松原委員 このミッシングリンクというものがないこと。ミッシングリンクは、あると思う条件は、そこが回れるだろうみたいなことになるわけでありますが、それがミッシングリンクをなくすことによって恐らく、さまざまな利便性の向上だけではなく、また利用客の増加も見込めるんだろうというふうに思っております。
 ちょっと関連してでありますが、JRの路線が第三セクター化した場合に、私の友人なんかでも、青春18きっぷが利用できなくなるというふうなことも言っているわけでありますが、これもある種ミッシングリンク、ある意味においてそこが、鉄道は走っていますが、事業主体がかわるという意味においてはミッシングリンクの一つだろうというふうに思っているわけであります。このことに関しての御所見もお伺いしたいと思います。

藤田政府参考人 御指摘のとおり、青春18きっぷにつきましては、その乗車区間はJR旅客鉄道会社全線であります。したがいまして、JRから分離して第三セクターが運営することになった路線は、基本的には対象区間から除外されるということになります。
 ただ、他方で、例えばJR九州におきましては、旅名人の九州満喫きっぷ、こういう名称がついておりますけれども、肥薩おれんじ鉄道等の第三セクターの路線を含めて九州の全鉄道事業者の普通列車に乗り放題となる、そういった企画乗車券も発売されております。
 基本的には、この企画乗車券、鉄道事業者の経営判断に基づいて決定するものでありますけれども、いろいろな創意工夫を凝らして、利用者の利便の充実を図っていただきたいと考えております。
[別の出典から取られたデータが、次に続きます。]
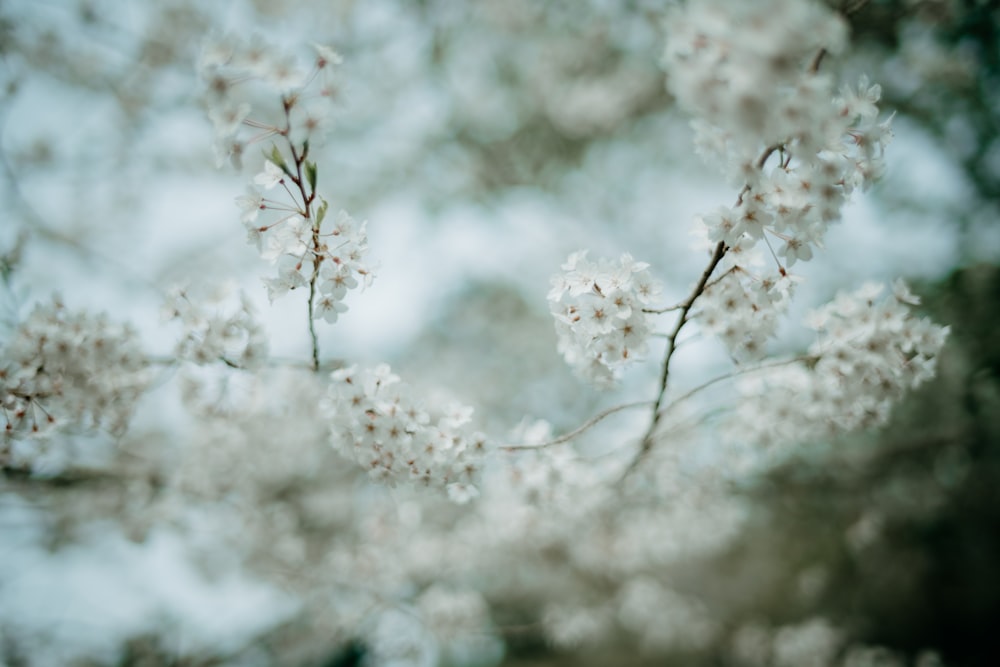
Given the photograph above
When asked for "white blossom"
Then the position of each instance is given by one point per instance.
(599, 317)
松原委員 今御答弁いただきましたが、ぜひ、こういった部分の、実際、本来はJRが運営していた、しかし、いろいろな理由からその路線は、廃止されてしまうとどうしようもないわけでありますが、第三セクターに移管されるというふうなケースにおいては、ある種、それを従来どおり使えるようにすることが全体のイメージアップと、そしてお客さんといいますか顧客の底上げにもつながるというふうに考えられますので、ぜひとも、既に今、企画として、それぞれの創意工夫でということでありますが、もちろんそれはそういうことですが、国土交通省の中でもこういったものに関しては前向きに促すようにお願いしたいと思っております。御所見をお伺いします。
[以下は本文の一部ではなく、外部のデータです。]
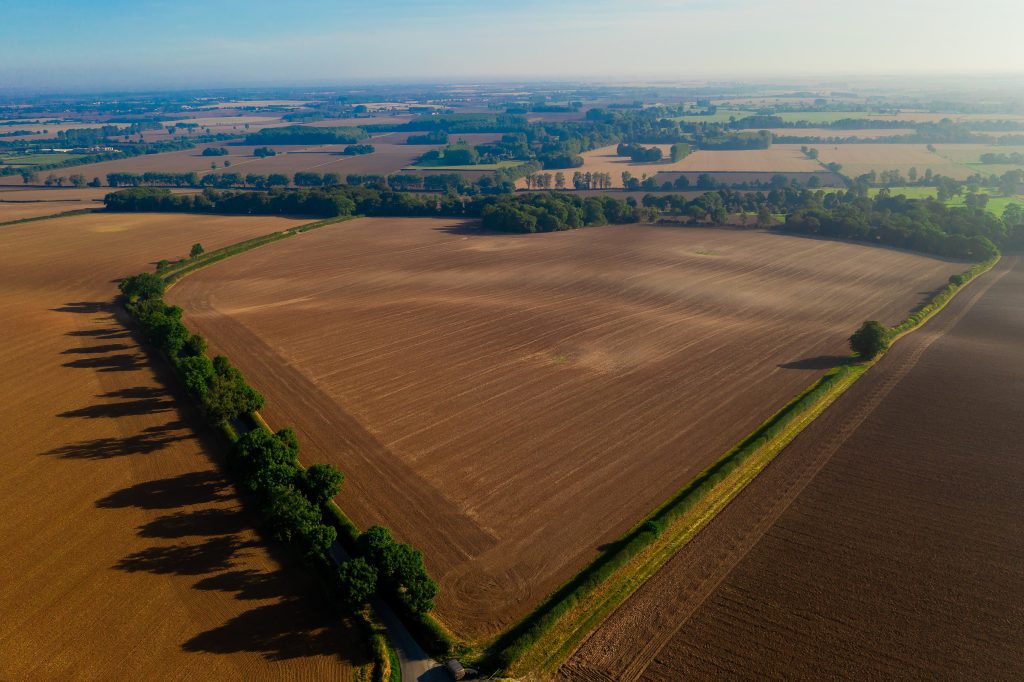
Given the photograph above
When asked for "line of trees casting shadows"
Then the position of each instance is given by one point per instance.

藤田政府参考人 原則論としましては、これはやはり鉄道会社のいわば商品でございますので、基本的には鉄道会社の経営判断で設定されるべきものだと思いますけれども、他方で、これはやはり利用者の利便性、あるいは場合によっては観光の振興、こういったいろいろな意味での意義がございますので、その辺をよく各事業者と私どもの間で相談をしながら話を進めていきたいと思っております。

松原委員 こういった上場の場合に一番懸念されるのは、今申し上げた部分の、上場後において、赤字路線がかなりあるわけでありまして、赤字路線が切り捨てられるおそれがあるということについて大変に危惧の念を持つことが多いわけであります。
 鉄道ネットワークを維持するという観点から、このことに対して、この問題に対して、そういったことはないということをどのように担保されるのかをお伺いいたしたいと思います。国土交通大臣とJR九州にお伺いいたします。
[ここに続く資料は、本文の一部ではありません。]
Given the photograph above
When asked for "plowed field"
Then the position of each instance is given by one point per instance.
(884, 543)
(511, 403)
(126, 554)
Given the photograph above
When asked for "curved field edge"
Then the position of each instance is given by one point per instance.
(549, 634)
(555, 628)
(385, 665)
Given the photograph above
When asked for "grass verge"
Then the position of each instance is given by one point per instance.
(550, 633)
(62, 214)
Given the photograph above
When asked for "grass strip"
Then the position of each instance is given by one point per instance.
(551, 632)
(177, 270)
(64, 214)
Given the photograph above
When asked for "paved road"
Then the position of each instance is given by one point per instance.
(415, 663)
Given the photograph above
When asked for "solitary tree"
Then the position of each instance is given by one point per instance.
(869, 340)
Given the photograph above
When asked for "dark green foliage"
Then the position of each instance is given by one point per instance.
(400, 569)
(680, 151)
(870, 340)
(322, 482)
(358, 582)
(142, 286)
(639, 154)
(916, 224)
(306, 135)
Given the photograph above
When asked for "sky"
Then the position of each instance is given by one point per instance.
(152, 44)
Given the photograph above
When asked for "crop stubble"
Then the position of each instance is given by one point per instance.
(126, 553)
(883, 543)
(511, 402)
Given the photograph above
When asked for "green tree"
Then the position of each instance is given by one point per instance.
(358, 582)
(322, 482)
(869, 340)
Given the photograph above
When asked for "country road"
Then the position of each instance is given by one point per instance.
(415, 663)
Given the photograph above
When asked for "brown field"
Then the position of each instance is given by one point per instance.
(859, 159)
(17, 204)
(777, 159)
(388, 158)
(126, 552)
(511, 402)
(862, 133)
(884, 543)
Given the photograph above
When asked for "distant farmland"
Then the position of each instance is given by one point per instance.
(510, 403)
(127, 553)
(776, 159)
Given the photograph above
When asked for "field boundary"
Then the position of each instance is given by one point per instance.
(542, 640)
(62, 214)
太田国務大臣 JR九州は、完全民営化後におきましても、九州の基幹的輸送機関としまして、必要な鉄道ネットワークをしっかり維持する必要がある、このように考えています。
 このため、本法律案におきまして、JR九州が配慮すべき事項としまして、国土交通大臣が、現に営業している鉄道路線の適切な維持について指針を定めるということにしています。その上で、この指針を踏まえた事業運営を確保するため必要があると認めるときは、国が指導、助言、さらには勧告、命令を行う、このようにしております。
 さらに、JR九州の発足時に設けられました三千八百七十七億円の経営安定基金につきましては、鉄道路線維持のための安全投資など、鉄道ネットワークの維持向上に資する資産等に振りかえることとしています。
 これらによって、JR九州の上場が安易な鉄道路線の廃止につながらないようにしていきたいと考えております。

青柳参考人 お答えいたします。
 九州の鉄道ネットワークの維持は、鉄道事業を中核事業とする当社にとって重要な役割であると認識をしております。
 観光振興や交流人口の拡大を通じた九州全域の活性化により、地域を元気にし、ネットワーク全体の価値向上を図っていくことが、鉄道事業を初めとする全ての事業の持続的な運営に資すると考えております。
 引き続き収入の確保や経費節減に努めることにより、今後もネットワークの維持、活性化に努めていく所存であります。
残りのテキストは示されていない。